Weeks before the 2004 elections, I happened to be Kalahandi. After completing the day’s work, I happened to meet a few people who had just returned from the Gram Sabha earlier in the day where consent was wrested for setting up of the 1 million ton per annum (MTPA) capacity bauxite refinery by Vedanta. The account of the Gram Sabha meeting they presented was scary, to say the least. Hundreds of armed police personnel had virtually taken over the meeting venue; vocal opponents of mining in Niyamgiri in the village had been whisked away by cops; those who could have raised an objection had been warned by the local administrator against voting against the resolution; the Collector and the SP were at the spot trying to ensure that the operation was completed without a hitch. The presence of the Collector and SP at a meeting that should have been overseen by officials of the local administration in normal course left no room for doubt about the determination of the Naveen Patnaik government to secure the consent of the Gram Sabha, at gun point, if necessary.
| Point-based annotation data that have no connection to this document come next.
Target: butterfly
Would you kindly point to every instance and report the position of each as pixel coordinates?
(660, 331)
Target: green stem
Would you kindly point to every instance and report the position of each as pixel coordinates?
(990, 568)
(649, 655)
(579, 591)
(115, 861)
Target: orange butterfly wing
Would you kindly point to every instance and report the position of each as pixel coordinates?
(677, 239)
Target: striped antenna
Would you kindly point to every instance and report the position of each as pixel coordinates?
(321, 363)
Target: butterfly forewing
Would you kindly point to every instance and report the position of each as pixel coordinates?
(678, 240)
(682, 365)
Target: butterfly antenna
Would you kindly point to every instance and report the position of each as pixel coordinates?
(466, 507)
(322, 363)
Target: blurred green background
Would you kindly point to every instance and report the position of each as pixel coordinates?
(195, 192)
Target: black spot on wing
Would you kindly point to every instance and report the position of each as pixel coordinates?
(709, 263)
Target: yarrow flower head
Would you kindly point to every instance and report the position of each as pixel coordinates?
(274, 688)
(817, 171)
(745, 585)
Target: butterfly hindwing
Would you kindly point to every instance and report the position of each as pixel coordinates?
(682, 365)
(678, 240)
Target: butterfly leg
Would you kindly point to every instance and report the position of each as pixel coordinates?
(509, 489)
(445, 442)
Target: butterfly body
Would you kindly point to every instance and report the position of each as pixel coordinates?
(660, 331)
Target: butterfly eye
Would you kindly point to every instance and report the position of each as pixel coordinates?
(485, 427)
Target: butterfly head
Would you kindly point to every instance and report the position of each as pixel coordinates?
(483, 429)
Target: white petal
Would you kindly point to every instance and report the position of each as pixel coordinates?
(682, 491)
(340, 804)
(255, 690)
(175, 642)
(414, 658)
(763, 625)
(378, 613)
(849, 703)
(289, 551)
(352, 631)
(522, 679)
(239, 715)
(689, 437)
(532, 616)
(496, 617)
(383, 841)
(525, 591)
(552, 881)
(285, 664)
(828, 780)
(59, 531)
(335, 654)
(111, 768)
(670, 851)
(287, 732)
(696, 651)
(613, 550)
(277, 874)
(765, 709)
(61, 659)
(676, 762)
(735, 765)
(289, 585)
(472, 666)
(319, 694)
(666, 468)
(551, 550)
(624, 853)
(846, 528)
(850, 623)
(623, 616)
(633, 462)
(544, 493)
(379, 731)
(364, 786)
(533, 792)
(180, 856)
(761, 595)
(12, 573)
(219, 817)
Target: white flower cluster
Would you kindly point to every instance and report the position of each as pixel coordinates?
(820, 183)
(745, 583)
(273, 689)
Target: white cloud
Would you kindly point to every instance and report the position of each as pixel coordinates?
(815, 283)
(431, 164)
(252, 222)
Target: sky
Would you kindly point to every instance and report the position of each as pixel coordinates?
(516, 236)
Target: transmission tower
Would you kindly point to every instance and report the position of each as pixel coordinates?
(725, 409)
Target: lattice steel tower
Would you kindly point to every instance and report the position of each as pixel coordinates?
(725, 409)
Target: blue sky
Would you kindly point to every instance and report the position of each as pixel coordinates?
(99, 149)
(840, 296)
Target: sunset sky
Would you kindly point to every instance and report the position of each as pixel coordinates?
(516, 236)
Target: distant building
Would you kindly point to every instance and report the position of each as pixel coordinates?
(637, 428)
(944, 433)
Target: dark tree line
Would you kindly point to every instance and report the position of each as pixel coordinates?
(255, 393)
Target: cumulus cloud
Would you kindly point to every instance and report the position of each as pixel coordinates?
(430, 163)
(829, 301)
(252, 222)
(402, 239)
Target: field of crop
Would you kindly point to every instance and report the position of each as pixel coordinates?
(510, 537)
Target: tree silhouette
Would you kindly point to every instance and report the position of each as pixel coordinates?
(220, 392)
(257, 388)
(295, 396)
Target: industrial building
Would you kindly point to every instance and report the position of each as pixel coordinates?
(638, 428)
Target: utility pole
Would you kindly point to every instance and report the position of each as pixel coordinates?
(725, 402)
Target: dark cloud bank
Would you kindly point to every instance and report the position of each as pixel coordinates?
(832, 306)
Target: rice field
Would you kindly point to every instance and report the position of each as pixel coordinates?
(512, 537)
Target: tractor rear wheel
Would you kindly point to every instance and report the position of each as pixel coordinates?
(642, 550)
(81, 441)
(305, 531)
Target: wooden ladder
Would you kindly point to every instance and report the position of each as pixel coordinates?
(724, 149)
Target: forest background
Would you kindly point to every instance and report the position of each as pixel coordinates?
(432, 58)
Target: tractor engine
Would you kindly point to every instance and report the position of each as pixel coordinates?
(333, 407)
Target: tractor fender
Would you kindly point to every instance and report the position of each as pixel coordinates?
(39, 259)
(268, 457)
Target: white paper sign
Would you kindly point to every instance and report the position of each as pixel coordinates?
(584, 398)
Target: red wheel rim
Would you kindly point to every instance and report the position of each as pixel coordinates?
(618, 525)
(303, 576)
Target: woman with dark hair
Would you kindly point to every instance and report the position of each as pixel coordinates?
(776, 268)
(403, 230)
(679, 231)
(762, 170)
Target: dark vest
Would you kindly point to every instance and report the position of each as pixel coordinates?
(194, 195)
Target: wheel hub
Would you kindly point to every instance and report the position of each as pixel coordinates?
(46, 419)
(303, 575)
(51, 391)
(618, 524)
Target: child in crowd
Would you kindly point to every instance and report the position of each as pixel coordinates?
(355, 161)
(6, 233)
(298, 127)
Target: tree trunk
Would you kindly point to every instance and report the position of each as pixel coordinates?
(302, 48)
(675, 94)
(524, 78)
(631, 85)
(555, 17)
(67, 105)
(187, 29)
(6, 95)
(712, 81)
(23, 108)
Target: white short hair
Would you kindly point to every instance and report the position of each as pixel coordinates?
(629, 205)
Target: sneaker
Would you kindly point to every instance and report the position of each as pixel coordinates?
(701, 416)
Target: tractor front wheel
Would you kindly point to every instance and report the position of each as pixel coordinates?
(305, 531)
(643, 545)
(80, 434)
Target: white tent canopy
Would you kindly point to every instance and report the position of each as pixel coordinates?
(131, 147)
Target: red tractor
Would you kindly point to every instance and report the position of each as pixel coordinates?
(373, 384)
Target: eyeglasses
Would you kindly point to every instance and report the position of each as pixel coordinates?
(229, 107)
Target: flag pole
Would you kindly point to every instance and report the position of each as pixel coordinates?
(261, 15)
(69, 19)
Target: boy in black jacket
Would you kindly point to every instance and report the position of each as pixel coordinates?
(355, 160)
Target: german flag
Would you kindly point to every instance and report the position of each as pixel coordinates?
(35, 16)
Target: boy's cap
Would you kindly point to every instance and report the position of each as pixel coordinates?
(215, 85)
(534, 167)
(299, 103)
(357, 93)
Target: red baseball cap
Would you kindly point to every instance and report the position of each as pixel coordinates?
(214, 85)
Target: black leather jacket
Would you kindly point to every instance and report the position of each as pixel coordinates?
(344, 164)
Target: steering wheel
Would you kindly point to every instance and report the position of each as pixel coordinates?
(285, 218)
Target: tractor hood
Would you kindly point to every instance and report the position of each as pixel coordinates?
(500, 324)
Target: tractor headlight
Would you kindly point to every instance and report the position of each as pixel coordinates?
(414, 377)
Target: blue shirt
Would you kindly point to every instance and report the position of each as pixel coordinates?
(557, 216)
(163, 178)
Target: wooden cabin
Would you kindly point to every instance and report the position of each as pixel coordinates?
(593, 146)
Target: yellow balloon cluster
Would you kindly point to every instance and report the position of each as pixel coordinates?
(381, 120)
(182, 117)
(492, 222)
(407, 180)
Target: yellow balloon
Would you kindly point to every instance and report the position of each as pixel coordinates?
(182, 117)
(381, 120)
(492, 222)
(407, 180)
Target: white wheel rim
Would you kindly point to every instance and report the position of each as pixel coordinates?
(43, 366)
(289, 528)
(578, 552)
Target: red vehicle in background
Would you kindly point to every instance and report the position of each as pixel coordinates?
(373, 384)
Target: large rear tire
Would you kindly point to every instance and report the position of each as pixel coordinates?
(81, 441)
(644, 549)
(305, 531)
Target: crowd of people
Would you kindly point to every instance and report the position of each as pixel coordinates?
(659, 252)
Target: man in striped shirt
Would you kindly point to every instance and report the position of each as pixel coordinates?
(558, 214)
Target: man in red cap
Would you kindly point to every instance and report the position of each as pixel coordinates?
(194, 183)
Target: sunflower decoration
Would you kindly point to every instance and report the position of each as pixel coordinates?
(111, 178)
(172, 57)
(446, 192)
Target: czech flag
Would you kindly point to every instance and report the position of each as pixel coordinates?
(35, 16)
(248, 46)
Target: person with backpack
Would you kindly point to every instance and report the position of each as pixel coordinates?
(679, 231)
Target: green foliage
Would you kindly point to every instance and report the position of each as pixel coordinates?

Now cut to July, 2013. In the days leading up to Palli Sabha meetings in a cluster of villages in and around the Niyamgiri hills mandated by the Supreme Court to take a call on whether bauxite mining should be allowed in the hill considered sacred by the Dongria Kondhs who inhabit the area, a virtual reign of terror reminiscent of 2004 had been unleashed by the administration. Villagers were threatened and booked in false cases; activists were kept away from the area and the fear was palpable. The government had chosen the 12 villages where Palli Sabhas were to be convened carefully, hoping that the Palli Sabhas would toe the government line and give consent to the mining proposal. But all its calculations went horribly wrong as all 12 Palli Sabhas voted unanimously against the proposal. If the state government failed to have its way, it was certainly not for want of trying.

But the rejection did not deter the government. After the Palli Sabhas rejected the proposal for bauxite mining in Niyamgiri hills, it started looking for alternative deposits of bauxite in this bauxite rich area and finally zeroed in on the Kodinagmali hills in neighbouring Koraput district for which the state owned Odisha Mining Corporation (OMC) held the lease for decades, making it clear that it would brook no resistance to its plans to ensure that the Vedanta refinery is not starved of raw material.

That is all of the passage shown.